If you go to movies primarily for the visual experience, you’ll likely love much of Life of Pi. That’s because the film is beautiful, with director Ang Lee fully utilizing his palette to create what is one of the best-looking films I have seen in quite some time. It has already received a huge amount of positive buzz, and while I’ll add my voice in praising the visual quality of the film I can’t say the same for the overall film.
I can best describe Life of Pi as a fairytale for adults. An author (Rafe Spall) meets with Piscine Molitor Patel (Irrfan Khan), better known as “Pi” because his full first name unfortunately sounds like “pissing,” because he hears that Pi has an incredible life story. And that he does — Pi, who grew up in India in a zoo run by his father, survived a shipwreck when he was a young man (young Pi is played by newcomer Suraj Sharma) which initially was meant to transport his family and the zoo’s animals to Canada, where the animals could be sold at a high price to North American zoos. Curiously, Pi tells the author that he ended up escaping the shipwreck on a lifeboat, but was trapped with several animals which also escaped on the boat — including a Bengal tiger named Richard Parker. The film follows Pi as he attempts to survive both the Pacific Ocean and the increasingly hungry tiger, and in order to survive Pi, who refuses to kill the tiger because caring for it gives him focus enough to keep him sane while he is adrift, has to learn how to control the tiger while sailing to safety.

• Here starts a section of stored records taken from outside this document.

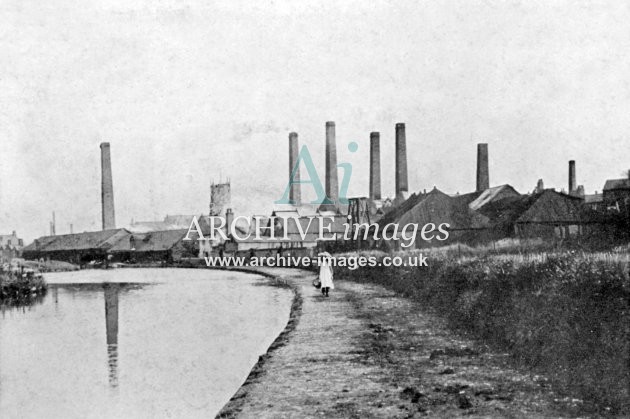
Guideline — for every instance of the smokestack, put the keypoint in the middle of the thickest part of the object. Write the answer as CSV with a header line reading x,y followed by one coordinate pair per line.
x,y
572,181
107,189
332,185
375,166
402,186
483,175
294,193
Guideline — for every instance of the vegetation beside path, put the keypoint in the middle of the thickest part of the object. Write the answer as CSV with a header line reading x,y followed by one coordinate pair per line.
x,y
368,352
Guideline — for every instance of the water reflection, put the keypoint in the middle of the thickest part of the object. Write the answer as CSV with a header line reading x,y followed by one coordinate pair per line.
x,y
111,325
188,339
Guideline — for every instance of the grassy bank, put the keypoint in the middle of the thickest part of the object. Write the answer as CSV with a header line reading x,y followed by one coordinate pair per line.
x,y
17,290
567,315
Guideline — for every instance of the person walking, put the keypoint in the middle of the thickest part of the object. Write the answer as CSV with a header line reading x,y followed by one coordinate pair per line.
x,y
325,272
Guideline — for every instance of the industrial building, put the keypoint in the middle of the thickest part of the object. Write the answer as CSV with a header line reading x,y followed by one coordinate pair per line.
x,y
486,214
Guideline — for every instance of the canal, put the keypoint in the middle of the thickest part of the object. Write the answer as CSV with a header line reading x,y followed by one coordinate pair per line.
x,y
136,343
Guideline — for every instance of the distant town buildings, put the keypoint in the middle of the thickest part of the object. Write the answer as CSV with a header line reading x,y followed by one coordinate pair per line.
x,y
10,247
487,214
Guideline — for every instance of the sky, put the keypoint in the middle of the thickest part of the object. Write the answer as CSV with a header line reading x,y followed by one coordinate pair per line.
x,y
190,92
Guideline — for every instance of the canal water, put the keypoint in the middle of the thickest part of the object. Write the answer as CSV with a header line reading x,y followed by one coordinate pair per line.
x,y
136,343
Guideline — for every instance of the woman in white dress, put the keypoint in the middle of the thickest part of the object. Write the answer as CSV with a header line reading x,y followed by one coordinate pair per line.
x,y
325,272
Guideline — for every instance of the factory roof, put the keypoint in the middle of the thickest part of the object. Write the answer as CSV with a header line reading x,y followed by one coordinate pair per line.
x,y
543,207
594,198
437,208
492,194
310,227
398,211
149,242
617,184
81,241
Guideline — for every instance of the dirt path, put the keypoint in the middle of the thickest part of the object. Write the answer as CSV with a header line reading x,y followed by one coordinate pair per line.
x,y
364,352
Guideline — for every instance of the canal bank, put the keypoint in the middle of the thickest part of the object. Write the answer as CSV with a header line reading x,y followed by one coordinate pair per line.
x,y
367,352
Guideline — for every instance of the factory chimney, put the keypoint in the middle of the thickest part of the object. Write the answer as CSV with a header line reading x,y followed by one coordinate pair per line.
x,y
375,166
483,175
107,189
572,181
294,193
332,185
402,186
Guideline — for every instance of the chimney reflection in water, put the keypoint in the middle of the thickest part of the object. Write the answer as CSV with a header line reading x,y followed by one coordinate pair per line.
x,y
111,324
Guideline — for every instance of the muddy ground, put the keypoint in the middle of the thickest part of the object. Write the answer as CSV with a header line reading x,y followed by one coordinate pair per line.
x,y
366,352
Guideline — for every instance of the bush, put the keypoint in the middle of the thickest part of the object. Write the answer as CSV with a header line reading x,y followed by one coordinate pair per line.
x,y
565,314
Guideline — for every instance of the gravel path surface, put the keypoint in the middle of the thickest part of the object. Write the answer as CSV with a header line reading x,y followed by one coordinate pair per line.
x,y
365,352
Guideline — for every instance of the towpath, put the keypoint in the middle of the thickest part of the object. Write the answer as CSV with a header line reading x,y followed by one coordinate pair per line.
x,y
365,352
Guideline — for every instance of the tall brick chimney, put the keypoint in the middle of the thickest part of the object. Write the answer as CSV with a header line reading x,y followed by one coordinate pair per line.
x,y
572,181
107,189
332,184
294,193
375,166
483,175
402,187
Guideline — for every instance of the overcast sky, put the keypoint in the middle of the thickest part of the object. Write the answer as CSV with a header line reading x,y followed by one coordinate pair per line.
x,y
188,92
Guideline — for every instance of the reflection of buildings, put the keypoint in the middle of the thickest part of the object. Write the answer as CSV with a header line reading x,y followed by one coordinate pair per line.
x,y
111,325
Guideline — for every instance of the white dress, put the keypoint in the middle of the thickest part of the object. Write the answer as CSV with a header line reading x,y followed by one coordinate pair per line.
x,y
325,270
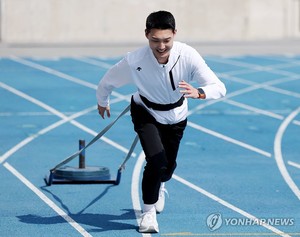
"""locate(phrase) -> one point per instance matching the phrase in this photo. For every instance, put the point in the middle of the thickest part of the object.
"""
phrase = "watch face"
(200, 91)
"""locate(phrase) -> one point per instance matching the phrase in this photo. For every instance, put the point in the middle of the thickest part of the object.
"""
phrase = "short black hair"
(160, 20)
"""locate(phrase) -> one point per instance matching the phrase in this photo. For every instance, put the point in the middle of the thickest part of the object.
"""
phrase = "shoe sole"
(150, 229)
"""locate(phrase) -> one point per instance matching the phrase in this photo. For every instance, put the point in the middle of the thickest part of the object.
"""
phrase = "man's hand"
(188, 90)
(102, 110)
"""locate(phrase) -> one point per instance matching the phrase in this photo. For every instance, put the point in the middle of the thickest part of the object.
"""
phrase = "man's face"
(161, 42)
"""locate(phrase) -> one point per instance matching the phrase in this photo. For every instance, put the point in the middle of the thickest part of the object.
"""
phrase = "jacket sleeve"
(206, 78)
(115, 77)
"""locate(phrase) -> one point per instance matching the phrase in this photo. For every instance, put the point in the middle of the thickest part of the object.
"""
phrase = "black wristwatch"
(201, 93)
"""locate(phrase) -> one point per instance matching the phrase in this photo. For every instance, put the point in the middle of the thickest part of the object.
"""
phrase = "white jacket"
(154, 81)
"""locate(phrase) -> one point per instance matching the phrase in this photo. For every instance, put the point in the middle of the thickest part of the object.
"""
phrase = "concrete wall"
(123, 21)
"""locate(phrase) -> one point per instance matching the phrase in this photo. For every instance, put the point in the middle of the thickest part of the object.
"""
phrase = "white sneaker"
(160, 204)
(149, 223)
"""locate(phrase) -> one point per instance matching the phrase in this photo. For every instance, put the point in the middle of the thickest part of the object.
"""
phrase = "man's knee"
(157, 164)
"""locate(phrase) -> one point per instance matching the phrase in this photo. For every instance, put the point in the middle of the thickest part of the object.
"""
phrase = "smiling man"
(162, 72)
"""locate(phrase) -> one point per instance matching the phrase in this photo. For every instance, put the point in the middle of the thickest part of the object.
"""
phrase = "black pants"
(160, 143)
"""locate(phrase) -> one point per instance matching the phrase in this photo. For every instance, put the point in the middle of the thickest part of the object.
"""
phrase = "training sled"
(62, 174)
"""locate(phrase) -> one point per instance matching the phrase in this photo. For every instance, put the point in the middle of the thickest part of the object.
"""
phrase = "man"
(162, 72)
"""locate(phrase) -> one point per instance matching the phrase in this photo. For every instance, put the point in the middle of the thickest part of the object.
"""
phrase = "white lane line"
(53, 72)
(228, 205)
(48, 201)
(294, 164)
(135, 183)
(254, 109)
(61, 115)
(63, 75)
(94, 62)
(278, 153)
(27, 140)
(229, 139)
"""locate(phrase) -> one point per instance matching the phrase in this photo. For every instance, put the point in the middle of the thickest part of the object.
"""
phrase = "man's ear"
(146, 33)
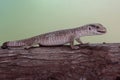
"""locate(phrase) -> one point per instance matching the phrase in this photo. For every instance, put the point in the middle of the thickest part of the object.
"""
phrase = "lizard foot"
(75, 47)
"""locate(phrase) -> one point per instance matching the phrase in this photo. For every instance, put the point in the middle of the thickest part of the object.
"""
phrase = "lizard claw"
(75, 47)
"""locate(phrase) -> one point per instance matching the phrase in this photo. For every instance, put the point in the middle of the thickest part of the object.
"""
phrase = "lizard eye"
(97, 27)
(89, 28)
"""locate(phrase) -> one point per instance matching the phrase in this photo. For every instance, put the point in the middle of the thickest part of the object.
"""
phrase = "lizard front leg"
(79, 41)
(72, 43)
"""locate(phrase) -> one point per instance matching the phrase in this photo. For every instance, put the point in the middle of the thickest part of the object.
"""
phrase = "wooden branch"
(90, 62)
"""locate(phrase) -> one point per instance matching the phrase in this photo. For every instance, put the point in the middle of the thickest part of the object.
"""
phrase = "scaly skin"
(60, 37)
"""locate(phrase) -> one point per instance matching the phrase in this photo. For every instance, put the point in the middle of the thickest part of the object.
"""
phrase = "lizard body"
(60, 37)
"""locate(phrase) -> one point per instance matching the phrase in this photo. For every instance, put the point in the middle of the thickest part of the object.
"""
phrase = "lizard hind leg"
(4, 46)
(72, 43)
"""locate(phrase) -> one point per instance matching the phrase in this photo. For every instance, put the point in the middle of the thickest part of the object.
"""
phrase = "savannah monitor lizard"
(60, 37)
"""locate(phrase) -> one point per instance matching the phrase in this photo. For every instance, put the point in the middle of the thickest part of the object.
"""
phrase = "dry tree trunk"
(90, 62)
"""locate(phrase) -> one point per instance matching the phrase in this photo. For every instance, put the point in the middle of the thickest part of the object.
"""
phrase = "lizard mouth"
(102, 31)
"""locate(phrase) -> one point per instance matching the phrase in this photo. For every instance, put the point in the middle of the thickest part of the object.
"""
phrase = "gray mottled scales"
(60, 37)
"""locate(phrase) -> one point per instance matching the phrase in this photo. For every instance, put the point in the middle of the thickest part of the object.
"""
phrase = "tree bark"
(90, 62)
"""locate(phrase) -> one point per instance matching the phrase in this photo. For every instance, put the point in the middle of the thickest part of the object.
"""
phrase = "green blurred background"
(21, 19)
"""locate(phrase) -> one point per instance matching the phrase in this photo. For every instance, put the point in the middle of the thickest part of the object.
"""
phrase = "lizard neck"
(81, 31)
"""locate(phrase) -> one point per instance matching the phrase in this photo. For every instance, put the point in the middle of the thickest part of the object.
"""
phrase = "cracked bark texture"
(90, 62)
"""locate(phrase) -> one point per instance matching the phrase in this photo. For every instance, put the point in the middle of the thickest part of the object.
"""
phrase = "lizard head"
(95, 29)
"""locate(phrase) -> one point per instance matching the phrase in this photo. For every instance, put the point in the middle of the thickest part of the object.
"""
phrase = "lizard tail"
(5, 45)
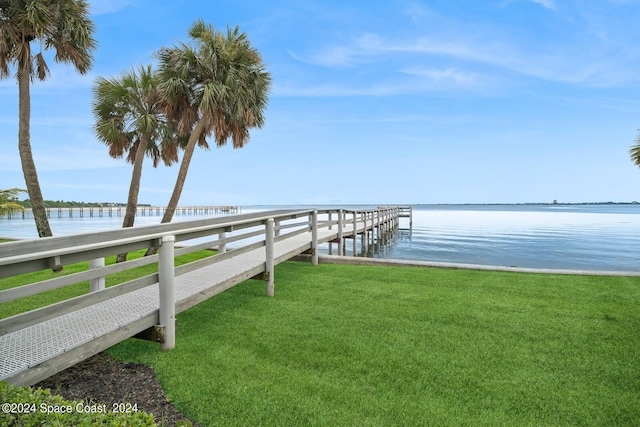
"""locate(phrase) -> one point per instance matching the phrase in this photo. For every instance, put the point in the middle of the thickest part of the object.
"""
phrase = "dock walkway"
(37, 344)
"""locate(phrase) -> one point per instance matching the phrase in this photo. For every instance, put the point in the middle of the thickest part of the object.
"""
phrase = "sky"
(372, 102)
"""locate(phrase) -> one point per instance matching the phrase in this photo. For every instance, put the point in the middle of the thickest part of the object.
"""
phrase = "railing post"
(269, 251)
(355, 231)
(314, 238)
(166, 275)
(96, 284)
(222, 247)
(340, 239)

Again, there is no denying that the film is beautiful, with incredible contrasts between the colors — both in the early scenes in colorful India and also in the gorgeous open skies of the Pacific Ocean. It also touches upon some spiritual questions — young Pi can be best described as a connoisseur of religions — but it really doesn’t plumb the depths of those religious questions too deeply (nor should an allegorical film like this have to). But the presentation of the film — the effects, the shots, the music, the entire experience in general — has that self-important quality that suggests that it’s supposed to be seen by audiences as an Important and Groundbreaking film, with capital I and G. The unnecessary narrative frame of the older Pi telling the story is imposing and preachy, and what should be left to the audience isn’t — probably because Lee is afraid we’ll miss his point. In fact, after the screening ended (which turned out to be the world premiere, since we were the first public audience to see the film), the Film Society of Lincoln Center sent out a barrage of retweets from other critics immediately extolling the film’s beauty and naming it as a definite Oscar contender. I think that reaction is premature — it certainly deserves consideration in technical categories, but measured against other films that came out this year that will be up for awards it falls short.
Yes, the film is visual eye-candy, but I hesitate to call it “groundbreaking.” There are a number of shots that make great use of the film’s 3D, but since this is an animal film I am sure you could probably guess what most of them consist of. But it isn’t groundbreaking in the sense that Lee’s own Crouching Tiger, Hidden Dragon was, because there’s nothing in the film visually that is a breakthrough — but it demonstrates Lee’s mastery of color, and that’s nothing to disregard.
But the beauty of the film can’t prop up a plot that drags. Life of Pi might make great reading, but there are so many sequences at sea and only so much that can visually be done with a lifeboat and color that its two hour run-time is longer than it needs to be. But perhaps the length is meant to hoist the film up as the “epic” it seems like its supposed to be, as if Lee bought into the hyperbole of the film’s greatness and cut the film based on that (Lee mentioned in his pre-screening remarks that he isn’t completely finished with the cut, and I think it would be a good idea to trim it a bit). Then again, there are some wonderful moments of humor that make it seem like it shouldn’t be taken too seriously. Much of this stems from Sharma, who does a wonderful job portraying the conflicted and troubled Pi. Though all the other actors in the film are far more experienced than him — including Gérard Depardieu in a very small role (and I definitely didn’t miss the irony of him starring in a film in which the main character has a name that sounds like “pissing”) — Sharma is really the only one who stands out, displaying an admirable amount of emotional depth for a young actor. Well, I would be remiss to not also mention the real life tigers which portray Richard Parker — and the visual artists who made the tiger effects virtually indistinguishable from the real cat. Again, all part of the impressive visual presentation, by far the film’s strongest aspect.
I wonder if those taken with the film will be more enchanted by the idea that this is supposed to be “art” than with the film itself, as a lot of people were with a film like Vanilla Sky — only to realize after repeated viewings that the movie doesn’t carry the punch they initially thought. Or perhaps I will remain in the minority in thinking that Life of Pi doesn’t deserve the hype because despite being adapted from a bestselling novel the story just doesn’t make a great film story. Either way, while I enjoyed Life of Pi I don’t think it will end up making my “Best of” list for 2012, even though I am sure it will make many others.
RATING: As a visual experience it would be a 10, but I prefer films that offer more than just a pretty face (7.0/10).